With the improvement in multi-core processor technology, the demand of application performance also increased. Delivering high performance to an application requires more processing speed from multicore-processors which increases the power consumption.
As the power has become the main metric for modern high performance computing, the researcher and system architect are proposing heterogeneous multi-core processing system that combine a multi-core processors with hardware accelerators or co-processor.
These accelerators improve the performance of compute intensive application by executing a certain task. Over the past few decades, FPGA-based accelerators gives the considerable improvement in performance and power efficiency
make them attractive to high performance computing world. The flexibility of achieving higher performance per watt prove that FPGA is capable to compete both super scalar and GPU accelerators, especially for high performance computing applications.
In recent years the embedded processor’s ARM based-servers has gained popularity in academia and industry due to low-cost and low power consumption compared to conventional processors. The computational capability of ARM embedded processors is not like other x86 architectures processors in server environments but according to a recent research, their market share will be expected to rise 25% in 2020. ARM based-Server is favorable for applications that need high throughput instead of computing power.
Therefore, due to hardware level reconfigurable and capacity of high performance computing the FPGAs gets focus to basically replace ASIC accelerators for high performance computing. The UCERD Pvt Ltd Islamabad (Supercomputing Team) has proposed and built up an FPGA-Powered Supercomputer.
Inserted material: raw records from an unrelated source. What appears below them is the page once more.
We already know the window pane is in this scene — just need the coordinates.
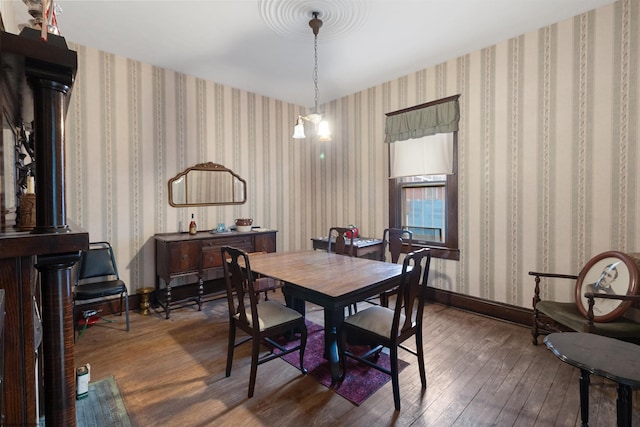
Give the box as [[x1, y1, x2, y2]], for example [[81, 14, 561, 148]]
[[402, 175, 446, 243]]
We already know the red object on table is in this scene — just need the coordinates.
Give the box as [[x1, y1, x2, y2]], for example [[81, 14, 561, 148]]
[[344, 225, 360, 239]]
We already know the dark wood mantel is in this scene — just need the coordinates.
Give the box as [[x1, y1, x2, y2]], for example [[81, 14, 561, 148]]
[[0, 29, 89, 427]]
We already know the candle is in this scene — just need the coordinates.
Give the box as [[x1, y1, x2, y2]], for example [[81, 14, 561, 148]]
[[27, 176, 36, 194]]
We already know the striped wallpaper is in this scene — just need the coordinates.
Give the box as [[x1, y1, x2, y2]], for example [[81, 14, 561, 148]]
[[2, 0, 640, 307]]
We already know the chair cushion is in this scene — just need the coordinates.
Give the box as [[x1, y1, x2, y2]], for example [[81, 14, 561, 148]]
[[233, 301, 302, 331], [344, 305, 405, 338], [536, 301, 640, 338], [74, 279, 127, 299]]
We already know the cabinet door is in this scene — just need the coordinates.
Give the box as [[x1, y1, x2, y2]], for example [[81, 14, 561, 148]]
[[254, 233, 276, 252], [169, 241, 201, 274]]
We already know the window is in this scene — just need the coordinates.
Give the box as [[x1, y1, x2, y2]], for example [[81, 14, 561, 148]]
[[400, 175, 447, 243], [387, 96, 460, 260]]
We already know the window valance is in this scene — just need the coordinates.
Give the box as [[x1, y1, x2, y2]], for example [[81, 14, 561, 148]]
[[384, 96, 460, 143]]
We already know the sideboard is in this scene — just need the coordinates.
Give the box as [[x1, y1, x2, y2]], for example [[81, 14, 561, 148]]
[[155, 228, 276, 319]]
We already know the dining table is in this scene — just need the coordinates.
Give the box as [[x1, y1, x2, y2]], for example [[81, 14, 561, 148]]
[[250, 250, 402, 383]]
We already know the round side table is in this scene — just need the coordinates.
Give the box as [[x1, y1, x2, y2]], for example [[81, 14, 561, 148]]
[[137, 287, 155, 316]]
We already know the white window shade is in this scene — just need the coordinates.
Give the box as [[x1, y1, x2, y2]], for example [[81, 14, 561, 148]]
[[389, 133, 453, 178]]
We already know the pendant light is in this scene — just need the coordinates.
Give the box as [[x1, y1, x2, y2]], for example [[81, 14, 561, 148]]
[[293, 12, 331, 141]]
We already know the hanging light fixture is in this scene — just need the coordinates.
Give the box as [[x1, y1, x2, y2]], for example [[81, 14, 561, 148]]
[[293, 12, 331, 141]]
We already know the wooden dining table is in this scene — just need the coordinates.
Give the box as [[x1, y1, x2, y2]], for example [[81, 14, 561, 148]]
[[250, 250, 402, 382]]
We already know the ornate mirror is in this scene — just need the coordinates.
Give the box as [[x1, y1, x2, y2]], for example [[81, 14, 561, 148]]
[[169, 162, 247, 207]]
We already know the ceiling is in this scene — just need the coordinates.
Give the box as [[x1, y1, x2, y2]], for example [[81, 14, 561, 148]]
[[14, 0, 614, 107]]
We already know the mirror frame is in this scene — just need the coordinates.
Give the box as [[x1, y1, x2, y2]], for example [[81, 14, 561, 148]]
[[168, 162, 247, 208]]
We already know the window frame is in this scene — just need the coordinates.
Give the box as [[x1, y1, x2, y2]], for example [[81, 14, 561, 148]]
[[387, 98, 460, 260]]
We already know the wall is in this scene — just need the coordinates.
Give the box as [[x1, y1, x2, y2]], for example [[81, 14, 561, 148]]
[[318, 0, 640, 307], [1, 0, 640, 307]]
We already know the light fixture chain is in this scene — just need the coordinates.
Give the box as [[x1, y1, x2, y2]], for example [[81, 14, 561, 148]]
[[313, 35, 319, 113]]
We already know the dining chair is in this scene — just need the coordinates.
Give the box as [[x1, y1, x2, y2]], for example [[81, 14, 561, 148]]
[[380, 228, 413, 307], [339, 248, 431, 410], [327, 227, 358, 315], [221, 246, 307, 397], [73, 242, 129, 341]]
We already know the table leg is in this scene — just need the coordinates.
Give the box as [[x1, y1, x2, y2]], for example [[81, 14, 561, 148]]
[[580, 369, 591, 427], [324, 308, 344, 385], [616, 384, 633, 427]]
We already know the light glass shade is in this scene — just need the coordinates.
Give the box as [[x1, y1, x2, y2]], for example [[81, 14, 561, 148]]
[[318, 120, 331, 141], [293, 118, 305, 139]]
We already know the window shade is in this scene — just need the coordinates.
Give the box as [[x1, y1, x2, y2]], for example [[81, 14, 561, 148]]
[[389, 133, 453, 178]]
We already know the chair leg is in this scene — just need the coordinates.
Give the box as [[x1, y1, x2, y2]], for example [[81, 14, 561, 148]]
[[225, 321, 236, 377], [300, 322, 307, 374], [380, 292, 389, 308], [416, 325, 427, 389], [338, 331, 347, 381], [389, 345, 400, 411], [120, 293, 129, 332], [248, 336, 260, 397]]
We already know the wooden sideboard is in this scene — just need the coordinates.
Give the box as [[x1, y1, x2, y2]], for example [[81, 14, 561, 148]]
[[155, 229, 276, 319]]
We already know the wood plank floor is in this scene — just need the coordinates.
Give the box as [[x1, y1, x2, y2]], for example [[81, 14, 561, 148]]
[[75, 294, 640, 427]]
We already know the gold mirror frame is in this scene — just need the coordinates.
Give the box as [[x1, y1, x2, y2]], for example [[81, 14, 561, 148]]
[[169, 162, 247, 208]]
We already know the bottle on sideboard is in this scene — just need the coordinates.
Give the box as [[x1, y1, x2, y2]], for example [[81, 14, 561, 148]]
[[189, 214, 198, 234]]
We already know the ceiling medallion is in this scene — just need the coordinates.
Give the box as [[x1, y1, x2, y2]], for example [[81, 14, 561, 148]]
[[260, 0, 369, 41]]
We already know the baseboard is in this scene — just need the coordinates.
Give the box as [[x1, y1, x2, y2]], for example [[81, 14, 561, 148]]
[[427, 287, 533, 327]]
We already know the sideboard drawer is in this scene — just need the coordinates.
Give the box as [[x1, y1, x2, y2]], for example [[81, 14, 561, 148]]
[[202, 236, 253, 270], [167, 241, 201, 275]]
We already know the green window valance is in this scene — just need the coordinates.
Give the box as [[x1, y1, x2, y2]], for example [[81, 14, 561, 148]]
[[384, 96, 460, 143]]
The Supercomputer utilizes five Zynq SoCs figure hubs and an Intel ace hub.
The structured framework utilizes message passing interface libraries for the correspondence between register hubs while AXI4-stream interfaces between the ARM processor and FPGA inside a figure hub. The system is able to take advantage of parallelism by executing high performance computing applications. The implementation of FIR filter application on system shows that the computational capability of ARM processor is increased by integrating FPGA accelerator to execute the compute-intensive portion of the application.
The performance of four compute-nodes of ARM processors with FPGA accelerator is 8.56 times which is higher than the performance of multiple nodes without accelerators. The supercomputer architecture of Zynq SoCs shows that with the advancement of processor technologies will decrease the gap between embedded processor and conventional processor in future high performance supercomputing.
In the past a number of heterogeneous architecture platforms are proposed. These platforms provide a foundation to FPGA to integrate with other conventional processors for the acceleration of high performance applications. The following research work promise an opportunity for FPGA-based accelerators with others computing units. Cray XD1 supercomputer, The Berkeley Emulation Engine 2 BEE2 and Maxwell project used FPGA as the only computing elements in their supercomputing cluster for application acceleration.
In 2008, the Convey Computer Corporation designed heterogonous computing platform that combines one or more x86 processors with FPGA-based application accelerator. The Convey Hybridcore HC-1 was the first product consist of Intel Xeon host processor and Xilinx Vertex FPGAs as a coprocessor. Tsoi. K. H presented a heterogeneous computer cluster known as Axle, consist of AMD Phenom Quad-core CPU, Nvidia GPU and a Xilinx Virtex-5 FPGA attached on a PCI bus as an accelerator for the simulation process of N-body algorithm.
George. A. et al. implemented a machine called Novo-G supercomputer made from 24 compute nodes with quad-core Xeon processor mounted on two PCI x8 PROCstar-III accelerator boards. Each board comprises four Startix-III E260 FPGAs from Altera.
Moreover, the following research works proposing FPGA-based accelerators with embedded processors. Lin Z. demonstrated an FPGA-based Hadoop cluster made of 8 computing nodes of Xilinx Zynq SoC called ZCluster. The aim of ZCluster to build a Hadoop cluster to increase the computing capabilities of ARM processors with the used of reconfigurable hardware accelerators.
Moorthy P. built up a cluster of 32-nodes of Xilinx Zynq SoC chips. The main objective of the 32-nodes cluster to assess the energy efficiency of hybrid SoC for fast mapping of parallel graph algorithms like neural network simulation. Bai X. et al. designed a cluster of 48-compute nodes and each computes node composed of Xilinx Zynq SoC chips.
The hybrid architectures provide a platform for ARM CPU merge with FPGA reconfigurable hardware. A non-subtraction Montgomery and Chines Reminder Theorem algorithms are implemented to test the performance of hybrid architectures platforms.
The above describe research works shows that researcher and system architects have made a great contribution to used FPGA-based accelerators with conventional processors as well with embedded processors for processing of high performance computing applications.